Linux networking has been a solved problem since just about forever, and all this instability will do is cause people to abandon Ubuntu in favor of something less fickle.
It would be more useful for the various major distros to pitch in for easy, simple, congruent CLI, UI, declarative, and API configuration management for common advanced configuration.
Creating artificial lock-in that doesn't work is a double-barrel footgun blast.
The Ubuntu people are like the SystemD people: they just want to reinvent things from scratch and shove it down everyone's throats without any consideration.
This, I really don't understand that they want to create a diverging solution for something that already works really well. We don't need 15 different solutions to configure networking.
Imagine looking for a Java solution and the only response you find is in Kotlin... fucking annoying as I have to learn Kotlin to convert it to Java...
The same thing with network configuration, you're looking for something that works on Debian and you only find a Ubuntu solution....
What they have done is taken the chaos of networking scattered across 1/2 dozen (or more) configuration files and commands and centralizes so the chaos is in one place. They've succeeded in simplifying some parts and I have faith they will make network configuration much simpler in the future.
You only think ifupdown-ng, nmcli/nmtui work well because you don't remember how hard it was to learn and developed scar tissue from using them. To my scar tissue, Debian/Ubuntu is well organized and tools like netplan clicked very fast and make network configuration much easier.
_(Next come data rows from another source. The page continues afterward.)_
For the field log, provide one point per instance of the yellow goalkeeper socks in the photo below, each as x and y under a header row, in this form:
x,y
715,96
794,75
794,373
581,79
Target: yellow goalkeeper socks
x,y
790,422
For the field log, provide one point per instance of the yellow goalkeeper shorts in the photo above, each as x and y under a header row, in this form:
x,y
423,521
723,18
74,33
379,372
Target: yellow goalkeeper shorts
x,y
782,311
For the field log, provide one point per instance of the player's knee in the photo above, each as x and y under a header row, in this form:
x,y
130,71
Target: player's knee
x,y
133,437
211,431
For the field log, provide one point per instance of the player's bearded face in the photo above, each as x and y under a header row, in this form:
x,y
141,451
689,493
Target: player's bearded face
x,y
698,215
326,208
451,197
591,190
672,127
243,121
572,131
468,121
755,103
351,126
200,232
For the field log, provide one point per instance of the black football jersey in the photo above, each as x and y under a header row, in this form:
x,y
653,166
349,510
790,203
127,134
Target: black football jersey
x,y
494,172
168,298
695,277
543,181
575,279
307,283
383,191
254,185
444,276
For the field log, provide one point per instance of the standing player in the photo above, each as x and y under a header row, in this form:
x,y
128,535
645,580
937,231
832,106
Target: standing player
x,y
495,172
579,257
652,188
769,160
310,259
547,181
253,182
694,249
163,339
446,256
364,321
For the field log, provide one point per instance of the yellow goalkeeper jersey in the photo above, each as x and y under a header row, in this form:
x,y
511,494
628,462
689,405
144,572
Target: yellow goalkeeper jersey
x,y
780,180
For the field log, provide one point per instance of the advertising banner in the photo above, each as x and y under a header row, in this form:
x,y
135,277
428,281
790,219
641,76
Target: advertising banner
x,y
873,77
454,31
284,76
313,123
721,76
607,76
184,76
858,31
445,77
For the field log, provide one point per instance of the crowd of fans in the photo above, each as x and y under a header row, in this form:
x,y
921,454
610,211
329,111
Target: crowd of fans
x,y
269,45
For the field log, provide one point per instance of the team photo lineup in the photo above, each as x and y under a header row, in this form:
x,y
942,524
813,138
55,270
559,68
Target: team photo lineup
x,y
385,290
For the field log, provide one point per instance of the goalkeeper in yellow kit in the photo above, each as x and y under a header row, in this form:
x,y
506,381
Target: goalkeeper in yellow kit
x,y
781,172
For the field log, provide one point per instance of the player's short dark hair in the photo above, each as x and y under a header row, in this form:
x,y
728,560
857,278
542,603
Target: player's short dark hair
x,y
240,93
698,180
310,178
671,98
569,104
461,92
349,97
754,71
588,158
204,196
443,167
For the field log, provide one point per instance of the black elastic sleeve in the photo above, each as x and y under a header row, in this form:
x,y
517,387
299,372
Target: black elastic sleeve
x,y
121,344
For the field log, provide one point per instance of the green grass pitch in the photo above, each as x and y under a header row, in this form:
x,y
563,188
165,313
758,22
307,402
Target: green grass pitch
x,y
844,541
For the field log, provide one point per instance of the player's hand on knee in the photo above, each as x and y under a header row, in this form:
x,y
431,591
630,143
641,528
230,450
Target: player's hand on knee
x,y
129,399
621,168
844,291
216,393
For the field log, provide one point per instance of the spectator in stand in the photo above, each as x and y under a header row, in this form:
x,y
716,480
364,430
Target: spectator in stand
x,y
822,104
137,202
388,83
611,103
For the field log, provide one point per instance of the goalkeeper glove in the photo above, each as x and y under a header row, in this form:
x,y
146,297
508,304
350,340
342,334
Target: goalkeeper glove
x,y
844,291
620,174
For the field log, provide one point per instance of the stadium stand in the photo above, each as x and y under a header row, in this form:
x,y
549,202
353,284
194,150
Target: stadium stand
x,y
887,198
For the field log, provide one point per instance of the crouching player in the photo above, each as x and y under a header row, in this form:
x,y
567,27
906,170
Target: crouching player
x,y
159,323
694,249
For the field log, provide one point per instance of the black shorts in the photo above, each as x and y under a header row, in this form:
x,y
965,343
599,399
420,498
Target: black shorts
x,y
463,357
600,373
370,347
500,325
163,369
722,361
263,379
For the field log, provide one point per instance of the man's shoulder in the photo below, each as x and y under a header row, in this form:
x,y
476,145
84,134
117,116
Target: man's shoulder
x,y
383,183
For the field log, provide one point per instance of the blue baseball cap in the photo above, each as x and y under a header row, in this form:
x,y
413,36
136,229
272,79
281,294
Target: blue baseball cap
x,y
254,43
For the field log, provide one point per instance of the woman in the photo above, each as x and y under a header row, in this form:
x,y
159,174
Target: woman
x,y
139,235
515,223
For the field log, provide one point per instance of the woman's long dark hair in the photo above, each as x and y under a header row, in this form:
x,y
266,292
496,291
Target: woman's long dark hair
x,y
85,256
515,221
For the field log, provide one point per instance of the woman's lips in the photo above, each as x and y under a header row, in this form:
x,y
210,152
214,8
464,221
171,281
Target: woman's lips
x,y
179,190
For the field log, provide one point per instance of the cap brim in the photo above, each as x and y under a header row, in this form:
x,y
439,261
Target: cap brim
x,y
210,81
Guessing, but I think it probably has more to do with the various tools and frontends (GUI, cloud-init, etc.) designed to manage the configurations than it has to do with the capabilities of what the configuration system will support. I have been bitten by some of this too, but the various script hooks are still there, and I've been able to support everything else via those mechanisms.
They're trying for lock-in and failing.
Linux networking has been a solved problem since just about forever, and all this instability will do is cause people to abandon Ubuntu in favor of something less fickle.